What the Fed seems to be implying is that, while slowing down on its asset purchase program (injecting more money into the system) might happen sooner than expected, they are not stopping it for now nor they will do it abruptly. It is information to be aware of and taken into consideration when making investing decisions but, at QAM, we wonder: is it all that surprising? What were the markets expecting? Eternal money printing?

As Charlie Munger said in the last Annual Shareholders Meeting of Berkshire Hathaway in Omaha "economists should worry about consequences of printing a lot of money" and we, at QAM, say that investors should worry a little too.

There is some perversity in the dynamics at play as the Federal Government benefits by some inflation that is induced by quantitative easing. Debt is measured in nominal Dollars. And the Federal Government has more than just a little debt to pay. There is a strong incentive to deflate that liability and at the same time provide monetary stimulus to the economy. But the risk of overdoing it and creating excessive inflationary pressures are very serious and we understand are front of mind of the Fed and other Central Banks officials.

At QAM we think that, more than ever, Investment Management is about risk management and managing uncertainty. We estimate that the topic of rising interest rates is going to be a dominating theme in the next months. Our Investment Committee meets weekly to focus on the fixed income dilemma. We would rather shorten duration and give up yield than risk the negative impact of rising rates.

We remain firm in our belief that inflation protected growth in the long-run comes from holding high quality stocks, while liquidity requirements and stability has to be provided by a prudently selected Fixed Income position in the portfolio.

Q2/2013 in Perspective

Performance as of June 30, 2013 (CAD)
  3 month 1 year 3 years 5 years 10 years
S&P/TSX Composite Index -4.1% 7.9% 5.4% -0.5% 8.4%
S&P 500 Index 6.5% 24.6% 18.0% 7.7% 4.7%
MSCI EAFE Index 2.8% 23.1% 10.1% 0.5% 5.5%

Government of Canada Benchmark Bond Yields
  28-Jun-13 29-Mar-13 29-Jun-12
2 Year 1.22% 1.00% 1.03%
10 Year 2.44% 1.87% 1.74%
30 Year 2.90% 2.50% 2.33%

The second quarter of 2013 showed mixed results with the US Equity Market, represented by the S&P500, posting a very strong 6.5% return in CAD and the EAFE Index (Europe, Australia and Far East) posting a positive 2.8% in CAD while the MSCI Emerging Markets lost 4.8% (CAD) and the Canadian Equity Market lost 4.1% being heavily affected by the poor performing Materials sector (22.8% down for Q2). The Materials sector represents approximately 13% of the S&P/TSX index.

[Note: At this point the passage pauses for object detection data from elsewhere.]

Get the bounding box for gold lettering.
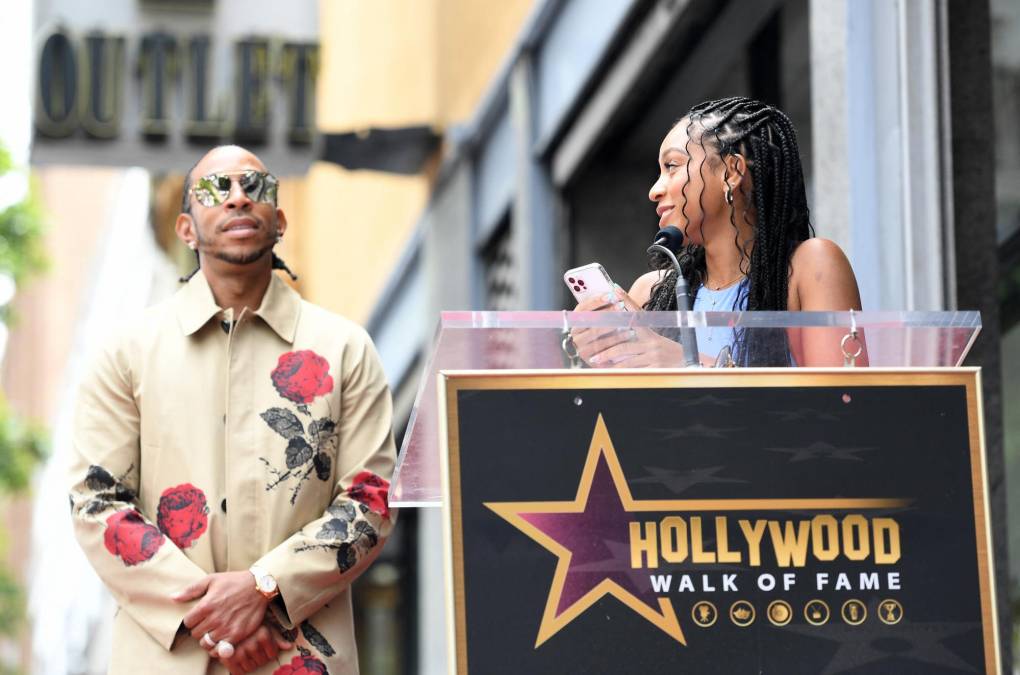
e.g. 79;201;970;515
715;516;742;563
691;516;715;563
736;520;765;567
811;516;839;561
843;514;871;560
630;522;659;569
650;516;687;563
871;518;900;565
768;520;811;567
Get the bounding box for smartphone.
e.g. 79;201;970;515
563;262;614;303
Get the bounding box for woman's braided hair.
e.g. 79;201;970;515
645;96;814;365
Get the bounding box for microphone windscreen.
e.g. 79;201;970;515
653;225;683;253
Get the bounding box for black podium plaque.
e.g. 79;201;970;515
441;369;999;675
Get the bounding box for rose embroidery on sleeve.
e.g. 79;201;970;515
103;509;163;567
156;483;209;549
347;471;390;519
272;655;329;675
269;350;333;405
259;350;337;504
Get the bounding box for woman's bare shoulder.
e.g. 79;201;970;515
791;237;849;270
627;269;666;306
787;237;861;311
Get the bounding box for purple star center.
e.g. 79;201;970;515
519;453;659;616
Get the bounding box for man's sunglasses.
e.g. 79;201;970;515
189;170;279;207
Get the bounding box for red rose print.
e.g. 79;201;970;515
103;509;163;567
272;656;329;675
156;483;209;549
269;350;333;404
347;471;390;518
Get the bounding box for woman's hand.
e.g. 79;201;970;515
570;287;683;368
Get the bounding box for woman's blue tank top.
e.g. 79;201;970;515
692;277;748;359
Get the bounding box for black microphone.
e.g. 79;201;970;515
648;225;701;368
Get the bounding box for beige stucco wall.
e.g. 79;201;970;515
299;0;533;322
0;167;120;673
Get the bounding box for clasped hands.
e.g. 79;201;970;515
172;570;294;675
570;287;683;368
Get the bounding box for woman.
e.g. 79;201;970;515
573;97;861;367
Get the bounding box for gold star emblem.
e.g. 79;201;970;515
486;415;686;647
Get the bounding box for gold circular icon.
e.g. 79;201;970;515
729;600;755;628
839;600;868;626
691;600;719;628
804;600;828;626
765;600;794;626
878;600;903;626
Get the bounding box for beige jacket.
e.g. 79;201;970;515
70;273;395;675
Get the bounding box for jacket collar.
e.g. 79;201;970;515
174;269;301;344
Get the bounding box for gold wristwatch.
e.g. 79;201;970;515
248;565;279;600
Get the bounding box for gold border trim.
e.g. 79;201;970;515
437;368;1001;675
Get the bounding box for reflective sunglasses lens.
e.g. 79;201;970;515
192;175;230;207
241;171;276;205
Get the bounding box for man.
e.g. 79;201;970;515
70;146;395;675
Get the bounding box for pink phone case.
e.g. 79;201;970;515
563;262;614;303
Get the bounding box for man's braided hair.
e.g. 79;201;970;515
645;96;814;366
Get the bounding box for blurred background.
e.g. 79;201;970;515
0;0;1020;675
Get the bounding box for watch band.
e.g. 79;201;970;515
248;565;279;600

Medium to long term rates increased significantly in Q2 with the 10-year Government of Canada Benchmark bond yield increasing 57 bps from 1.87% to 2.44% in synch with its US counterparts. As bond prices move in the opposite direction as interest rates (when interest rates rise, bond prices fall and the longer the bond the higher the magnitude of this relation in most cases), the DEX universe Bond Index posted the worst quarterly return since the mid-1990's losing almost 2.4%.

The Bank of Canada Key interest rate (the overnight target rate at which major financial institutions borrow and lend one-day funds among themselves) has been kept at 1.00% (at that level since September 2010).

The Canadian Dollar has depreciated around 3% in Q2 falling from $0.98 USD to $0.95 USD moving up to $0.96 USD following quarter end.

 

Disclosures

This report is prepared for the use of Quadrant Asset Management personnel and clients and may not be redistributed, retransmitted or disclosed, in whole or in part, or in any form or manner, without the express written consent of Quadrant Asset Management. Any unauthorized use or disclosure is prohibited.

The information herein was obtained from various sources and Quadrant Asset Management does not guarantee its accuracy.

Neither Quadrant Asset Management nor any director, officer or employee of Quadrant Asset Management accepts any liability whatsoever for any direct, indirect or consequential damages or losses arising from any use of this report or its contents.